Within the industry, technology is continually improved to meet new challenges and further productivity; however, there is typically little focus, if any, on understanding the cognitive demands involved in meeting these same challenges. Changes occurring across the industry, such as a growing need to understand areas of greater subsurface complexity as well as the increased hiring of early-career geoscientists coupled with the retirement of experienced geoscientists, necessitate hastening the learning process. Consequently, we seek to better understand the spatial skills involved in the various aspects of subsurface interpretation, incorporate spatial-skills enrichment into geoscience training, and bridge the gap between industry and the expertise of the academic research community.
Subsurface interpretation involves constructing 3D mental models of complex spatial relationships from 2D or 3D data, mentally manipulating these models into different spatial arrangements, mentally rotating these models to perceive them from different orientations, and constructing mental pictures of the internal structure, at the very least. Previous research exploring the relationship between spatial cognition and geoscience expertise suggests that visual penetrative ability (Alles and Riggs, 2011; Titus and Horsman, 2009; Piburn et al., 2005; Kali and Orion, 2996), mental rotation (Titus and Horsman, 2009; Piburn et al., 2005), spatial manipulation (Titus and Horsman, 2009; Piburn et al., 2005), and disembedding (Kastens and Ishikawa, 2006; Black, 2005; Piburn et al., 2005) are all integral to the practice of geology. Piburn et al. (2005) and Titus and Horsman (2009) additionally showed that spatial skills can improve with training and practice.
Few studies exist that explore the role of 3D spatial thinking at the expert level, and particularly in the context of subsurface interpretation as practiced by industry employees. It is, therefore, our goal to more clearly define the specific spatial cognition skills employed by industry experts and to explore the extent to which newly-hired geoscientists' spatial skills can be developed through training. In an effort to take the first steps toward answering these questions, we administered three spatial-skills tests to participants in a structural geology course for newly-hired geoscientists and examined whether there was a relationship between test scores and success on two course exercises. The spatial-skills tests measured mental rotation (Bodener and Guay, 1997), spatial visualization (Ekstrom et al., 1976), and visual penetration ability (Titus and Horsman, 2009). The course exercises involved creating a structure map from a series of cross sections and interpreting a seismic line. Although the results were not statistically significant (possibly a result of our small sample size), we found a modest relationship between the ability to generate a structure map from a series of cross sections and scores on the spatial-skills tests. The results of this study were limited by the abstract nature of the spatial-skills tests we administered as well as the high level of expertise of our geoscientist participants, all of whom had advanced college degrees.

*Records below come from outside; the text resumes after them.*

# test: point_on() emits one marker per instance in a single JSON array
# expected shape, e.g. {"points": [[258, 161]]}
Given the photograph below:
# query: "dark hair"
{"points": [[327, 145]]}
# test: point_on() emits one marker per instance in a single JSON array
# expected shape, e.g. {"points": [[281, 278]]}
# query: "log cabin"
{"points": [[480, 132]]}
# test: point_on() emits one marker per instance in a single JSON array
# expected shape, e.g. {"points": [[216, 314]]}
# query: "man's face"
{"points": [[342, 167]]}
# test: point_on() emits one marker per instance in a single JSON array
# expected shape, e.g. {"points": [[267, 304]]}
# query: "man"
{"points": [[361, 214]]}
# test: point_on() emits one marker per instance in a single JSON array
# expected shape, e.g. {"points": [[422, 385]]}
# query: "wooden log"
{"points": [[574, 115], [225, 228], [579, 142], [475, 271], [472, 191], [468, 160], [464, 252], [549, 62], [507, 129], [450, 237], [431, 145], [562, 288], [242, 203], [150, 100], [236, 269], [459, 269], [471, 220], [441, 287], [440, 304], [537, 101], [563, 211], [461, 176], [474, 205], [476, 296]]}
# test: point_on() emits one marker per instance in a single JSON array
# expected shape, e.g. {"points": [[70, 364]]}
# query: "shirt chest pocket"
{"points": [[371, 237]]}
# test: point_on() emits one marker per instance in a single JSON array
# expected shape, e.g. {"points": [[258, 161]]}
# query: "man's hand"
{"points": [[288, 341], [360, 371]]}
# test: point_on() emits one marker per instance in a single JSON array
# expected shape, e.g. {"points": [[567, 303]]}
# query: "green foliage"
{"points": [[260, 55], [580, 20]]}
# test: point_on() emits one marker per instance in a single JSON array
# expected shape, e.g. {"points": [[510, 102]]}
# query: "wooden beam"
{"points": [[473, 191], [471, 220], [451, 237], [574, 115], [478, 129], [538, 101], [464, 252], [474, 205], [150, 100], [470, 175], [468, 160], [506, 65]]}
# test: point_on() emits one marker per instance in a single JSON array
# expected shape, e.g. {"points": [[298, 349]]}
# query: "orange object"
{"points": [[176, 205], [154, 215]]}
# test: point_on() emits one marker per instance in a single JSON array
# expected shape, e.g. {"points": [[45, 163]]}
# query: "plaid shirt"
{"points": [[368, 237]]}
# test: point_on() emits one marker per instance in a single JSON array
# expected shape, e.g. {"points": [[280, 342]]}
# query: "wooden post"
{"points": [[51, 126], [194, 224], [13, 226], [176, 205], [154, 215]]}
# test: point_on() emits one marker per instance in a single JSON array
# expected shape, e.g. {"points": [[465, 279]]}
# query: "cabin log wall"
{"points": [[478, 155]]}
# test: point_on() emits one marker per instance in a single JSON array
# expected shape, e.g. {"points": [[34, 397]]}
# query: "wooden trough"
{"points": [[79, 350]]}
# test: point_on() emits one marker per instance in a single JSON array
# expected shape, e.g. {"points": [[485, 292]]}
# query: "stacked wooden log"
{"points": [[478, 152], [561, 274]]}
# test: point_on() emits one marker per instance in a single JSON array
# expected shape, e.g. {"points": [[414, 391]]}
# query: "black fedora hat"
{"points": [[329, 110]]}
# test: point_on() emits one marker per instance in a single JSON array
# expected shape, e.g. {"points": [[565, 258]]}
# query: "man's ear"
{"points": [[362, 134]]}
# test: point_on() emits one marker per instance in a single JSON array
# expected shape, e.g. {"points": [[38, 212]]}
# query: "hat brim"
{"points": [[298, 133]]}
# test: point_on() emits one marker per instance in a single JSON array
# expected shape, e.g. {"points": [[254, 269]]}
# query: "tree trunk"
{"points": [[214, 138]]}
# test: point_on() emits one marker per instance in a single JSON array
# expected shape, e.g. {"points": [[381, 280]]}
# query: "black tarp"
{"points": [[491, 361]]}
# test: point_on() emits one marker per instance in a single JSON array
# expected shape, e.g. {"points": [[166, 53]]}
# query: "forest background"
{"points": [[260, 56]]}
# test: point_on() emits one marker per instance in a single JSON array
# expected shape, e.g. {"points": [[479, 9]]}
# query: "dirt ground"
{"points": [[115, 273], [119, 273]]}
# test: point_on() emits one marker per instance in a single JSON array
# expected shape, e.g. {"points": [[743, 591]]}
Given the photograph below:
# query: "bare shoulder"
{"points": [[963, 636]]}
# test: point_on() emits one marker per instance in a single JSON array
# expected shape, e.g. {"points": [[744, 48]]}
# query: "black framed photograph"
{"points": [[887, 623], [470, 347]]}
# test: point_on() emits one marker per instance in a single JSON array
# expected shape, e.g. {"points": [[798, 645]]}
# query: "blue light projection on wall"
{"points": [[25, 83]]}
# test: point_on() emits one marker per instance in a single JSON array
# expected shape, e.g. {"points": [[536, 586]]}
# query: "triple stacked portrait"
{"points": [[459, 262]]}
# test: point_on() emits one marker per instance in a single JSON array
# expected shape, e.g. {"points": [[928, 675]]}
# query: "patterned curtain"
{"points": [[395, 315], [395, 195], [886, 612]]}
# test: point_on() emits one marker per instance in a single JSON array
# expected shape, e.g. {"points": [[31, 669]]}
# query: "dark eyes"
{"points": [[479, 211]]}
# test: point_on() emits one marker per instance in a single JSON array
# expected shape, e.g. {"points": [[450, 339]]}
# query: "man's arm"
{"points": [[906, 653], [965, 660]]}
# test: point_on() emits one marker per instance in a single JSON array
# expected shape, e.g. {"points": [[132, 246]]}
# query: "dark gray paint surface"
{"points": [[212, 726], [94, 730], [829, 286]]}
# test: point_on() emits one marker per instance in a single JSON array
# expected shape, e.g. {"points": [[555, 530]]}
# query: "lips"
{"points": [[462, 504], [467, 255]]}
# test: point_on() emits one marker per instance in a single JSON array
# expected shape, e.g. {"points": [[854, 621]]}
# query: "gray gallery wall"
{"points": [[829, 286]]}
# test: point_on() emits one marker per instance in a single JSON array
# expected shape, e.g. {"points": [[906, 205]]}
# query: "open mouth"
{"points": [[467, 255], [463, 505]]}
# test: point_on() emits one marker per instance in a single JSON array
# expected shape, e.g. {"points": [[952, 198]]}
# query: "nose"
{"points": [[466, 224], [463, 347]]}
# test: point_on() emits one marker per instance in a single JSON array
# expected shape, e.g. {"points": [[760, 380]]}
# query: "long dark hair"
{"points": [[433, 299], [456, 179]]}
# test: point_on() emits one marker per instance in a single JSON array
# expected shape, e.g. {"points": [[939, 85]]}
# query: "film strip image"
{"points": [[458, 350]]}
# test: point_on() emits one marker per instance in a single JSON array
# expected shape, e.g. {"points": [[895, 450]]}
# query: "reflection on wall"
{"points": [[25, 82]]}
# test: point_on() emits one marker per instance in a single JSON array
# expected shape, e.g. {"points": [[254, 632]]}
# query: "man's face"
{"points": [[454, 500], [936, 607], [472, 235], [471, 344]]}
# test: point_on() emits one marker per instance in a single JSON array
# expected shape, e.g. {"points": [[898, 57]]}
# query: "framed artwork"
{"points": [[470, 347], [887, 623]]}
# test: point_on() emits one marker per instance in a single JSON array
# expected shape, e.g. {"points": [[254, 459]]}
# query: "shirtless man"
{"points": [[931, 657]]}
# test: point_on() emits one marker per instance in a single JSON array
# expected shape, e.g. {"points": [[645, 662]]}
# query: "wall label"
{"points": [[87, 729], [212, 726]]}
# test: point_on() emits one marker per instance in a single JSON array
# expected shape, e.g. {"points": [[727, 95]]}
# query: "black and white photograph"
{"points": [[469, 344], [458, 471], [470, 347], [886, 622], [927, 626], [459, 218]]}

To more deeply investigate and attempt to define the specific spatial cognition skills employed by industry experts, our next steps will involve examining expert spatial skills in a contextualized setting, rather than employing abstract spatial skills tests. We, therefore, intend to interview or use think-aloud protocol with geoscience experts while they interpret a seismic volume. By doing so, we hope to be able to generalize the specific cognitive skills and workflows that are common among these experts. Identification of expert practices and key 3D thinking skills required of this task will enable us to improve our spatial-skills training program.

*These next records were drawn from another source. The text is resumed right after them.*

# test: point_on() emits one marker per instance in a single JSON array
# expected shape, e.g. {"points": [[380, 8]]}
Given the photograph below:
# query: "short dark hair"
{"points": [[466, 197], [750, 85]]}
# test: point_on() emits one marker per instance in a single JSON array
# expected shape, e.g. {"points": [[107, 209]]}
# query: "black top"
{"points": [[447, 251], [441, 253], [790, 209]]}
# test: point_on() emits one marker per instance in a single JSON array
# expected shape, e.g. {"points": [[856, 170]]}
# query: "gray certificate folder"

In addition to these investigations into expert 3D spatial thinking, as an ongoing effort to promote and help others recognize the essential integration of 3D thinking and subsurface interpretation, the instructors of the structural geology course at ConocoPhillips incorporate innovative, spatial cognition training and awareness into their courses. They encourage metacognition by discussing various components of 3D spatial skills and their relationship to subsurface interpretation. They encourage sketching throughout the course. These instructors also lead a field course to examine the Hat Creek fault zone in Hat Creek, California, which promotes linking observable geologic structures with 3D mental-model development.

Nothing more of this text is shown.